Runtime and Lifecycle

State

Runtime MUST store container metadata on disk so that external tools can consume and act on this information. It is recommended that this data be stored in a temporary filesystem so that it can be removed on a system reboot. On Linux/Unix based systems the metadata MUST be stored under /run/opencontainer/containers. For non-Linux/Unix based systems the location of the root metadata directory is currently undefined. Within that directory there MUST be one directory for each container created, where the name of the directory MUST be the ID of the container. For example: for a Linux container with an ID of 173975398351, there will be a corresponding directory: /run/opencontainer/containers/173975398351. Within each container's directory, there MUST be a JSON encoded file called state.json that contains the runtime state of the container. For example: /run/opencontainer/containers/173975398351/state.json.

The state.json file MUST contain all of the following properties:

  • version: (string) is the OCF specification version used when creating the container.
  • id: (string) is the container's ID. This MUST be unique across all containers on this host.

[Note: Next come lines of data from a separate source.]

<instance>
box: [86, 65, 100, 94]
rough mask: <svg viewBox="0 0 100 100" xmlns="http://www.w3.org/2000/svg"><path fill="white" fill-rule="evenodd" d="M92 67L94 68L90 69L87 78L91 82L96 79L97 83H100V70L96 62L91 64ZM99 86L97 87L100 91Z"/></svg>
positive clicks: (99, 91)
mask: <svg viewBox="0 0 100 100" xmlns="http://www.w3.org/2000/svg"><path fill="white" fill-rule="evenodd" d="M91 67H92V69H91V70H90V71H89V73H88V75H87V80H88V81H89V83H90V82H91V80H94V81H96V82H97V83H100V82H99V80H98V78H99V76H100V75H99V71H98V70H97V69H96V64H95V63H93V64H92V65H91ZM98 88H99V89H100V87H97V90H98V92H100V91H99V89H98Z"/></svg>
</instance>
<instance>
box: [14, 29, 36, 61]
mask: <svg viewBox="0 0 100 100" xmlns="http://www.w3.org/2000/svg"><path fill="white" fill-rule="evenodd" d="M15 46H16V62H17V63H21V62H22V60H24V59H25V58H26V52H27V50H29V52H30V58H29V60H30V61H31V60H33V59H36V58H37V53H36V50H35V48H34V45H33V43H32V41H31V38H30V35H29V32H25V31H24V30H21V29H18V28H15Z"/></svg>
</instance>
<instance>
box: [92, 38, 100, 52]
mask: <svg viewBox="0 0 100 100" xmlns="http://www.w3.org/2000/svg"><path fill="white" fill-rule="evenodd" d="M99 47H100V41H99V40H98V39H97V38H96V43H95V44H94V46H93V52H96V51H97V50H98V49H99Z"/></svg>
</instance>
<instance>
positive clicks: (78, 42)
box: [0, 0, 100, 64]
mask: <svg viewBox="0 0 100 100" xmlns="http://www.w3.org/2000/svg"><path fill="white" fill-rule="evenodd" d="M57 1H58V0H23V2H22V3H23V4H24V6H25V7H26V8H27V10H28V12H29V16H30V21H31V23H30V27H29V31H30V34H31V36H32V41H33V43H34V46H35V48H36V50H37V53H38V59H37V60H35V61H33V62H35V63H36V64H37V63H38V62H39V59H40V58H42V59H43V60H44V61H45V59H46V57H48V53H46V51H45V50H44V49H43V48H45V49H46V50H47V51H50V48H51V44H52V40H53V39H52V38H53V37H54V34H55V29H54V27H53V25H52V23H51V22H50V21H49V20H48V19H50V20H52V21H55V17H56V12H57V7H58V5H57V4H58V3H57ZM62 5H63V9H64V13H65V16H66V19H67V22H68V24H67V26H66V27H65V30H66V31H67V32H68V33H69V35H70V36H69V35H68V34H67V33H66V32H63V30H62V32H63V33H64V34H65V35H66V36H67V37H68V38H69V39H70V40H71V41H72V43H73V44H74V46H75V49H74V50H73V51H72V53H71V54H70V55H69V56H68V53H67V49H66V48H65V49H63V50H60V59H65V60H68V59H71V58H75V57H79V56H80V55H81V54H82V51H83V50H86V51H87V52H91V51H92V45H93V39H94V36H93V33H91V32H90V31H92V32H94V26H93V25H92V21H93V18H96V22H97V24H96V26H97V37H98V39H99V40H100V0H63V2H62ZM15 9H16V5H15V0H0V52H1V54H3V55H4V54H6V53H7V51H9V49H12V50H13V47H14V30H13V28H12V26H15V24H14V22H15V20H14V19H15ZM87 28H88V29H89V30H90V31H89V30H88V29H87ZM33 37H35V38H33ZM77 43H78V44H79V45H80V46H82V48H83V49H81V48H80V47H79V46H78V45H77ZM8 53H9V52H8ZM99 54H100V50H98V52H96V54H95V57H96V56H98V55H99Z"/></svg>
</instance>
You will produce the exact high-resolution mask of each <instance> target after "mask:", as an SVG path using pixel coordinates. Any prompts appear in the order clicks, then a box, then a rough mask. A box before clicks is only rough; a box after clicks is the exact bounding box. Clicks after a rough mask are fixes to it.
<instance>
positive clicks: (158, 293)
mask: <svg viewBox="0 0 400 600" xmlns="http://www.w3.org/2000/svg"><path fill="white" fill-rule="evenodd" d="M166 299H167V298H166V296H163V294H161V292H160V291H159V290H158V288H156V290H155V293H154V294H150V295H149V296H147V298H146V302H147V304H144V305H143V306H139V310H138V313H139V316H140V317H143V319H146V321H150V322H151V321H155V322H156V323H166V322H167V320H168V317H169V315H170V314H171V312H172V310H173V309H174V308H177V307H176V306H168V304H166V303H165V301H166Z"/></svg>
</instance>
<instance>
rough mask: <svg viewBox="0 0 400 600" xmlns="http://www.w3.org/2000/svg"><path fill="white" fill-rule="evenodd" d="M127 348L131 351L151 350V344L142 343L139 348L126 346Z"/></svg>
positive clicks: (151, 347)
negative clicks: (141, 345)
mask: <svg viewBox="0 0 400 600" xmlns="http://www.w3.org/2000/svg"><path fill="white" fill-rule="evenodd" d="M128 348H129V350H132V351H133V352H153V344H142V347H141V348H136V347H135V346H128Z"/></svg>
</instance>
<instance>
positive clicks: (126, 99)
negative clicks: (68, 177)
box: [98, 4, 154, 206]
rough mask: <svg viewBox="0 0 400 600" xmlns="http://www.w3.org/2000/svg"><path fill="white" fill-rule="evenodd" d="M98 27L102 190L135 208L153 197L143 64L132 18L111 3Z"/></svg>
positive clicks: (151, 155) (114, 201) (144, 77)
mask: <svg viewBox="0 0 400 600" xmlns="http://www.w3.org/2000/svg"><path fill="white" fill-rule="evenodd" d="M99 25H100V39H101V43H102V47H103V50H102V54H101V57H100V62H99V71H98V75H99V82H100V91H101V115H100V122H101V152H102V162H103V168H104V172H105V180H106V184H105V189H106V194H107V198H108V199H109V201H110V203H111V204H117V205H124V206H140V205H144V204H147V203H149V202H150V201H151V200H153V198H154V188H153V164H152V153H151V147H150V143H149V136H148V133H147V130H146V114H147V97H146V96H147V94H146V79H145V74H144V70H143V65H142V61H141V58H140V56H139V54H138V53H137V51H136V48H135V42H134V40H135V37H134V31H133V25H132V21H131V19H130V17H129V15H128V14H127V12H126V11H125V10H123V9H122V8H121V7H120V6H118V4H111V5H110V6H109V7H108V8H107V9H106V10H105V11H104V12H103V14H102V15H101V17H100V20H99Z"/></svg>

There is no requirement that it be unique across hosts. The ID is provided in the state because hooks will be executed with the state as the payload. This allows the hooks to perform cleanup and teardown logic after the runtime destroys its own state.
  • pid: (int) is the ID of the main process within the container, as seen by the host.
  • bundlePath: (string) is the absolute path to the container‘s bundle directory. This is provided so that consumers can find the container’s configuration and root filesystem on the host.

Example

{
    "id": "oc-container",
    "pid": 4422,
    "root": "/containers/redis"
}

Lifecycle

Create

Creates the container: file system, namespaces, cgroups, capabilities.

Start (process)

Runs a process in a container. Can be invoked several times.

Stop (process)

Not sure we need that from runc cli. Process is killed from the outside.

This event needs to be captured by runc to run onstop event handlers.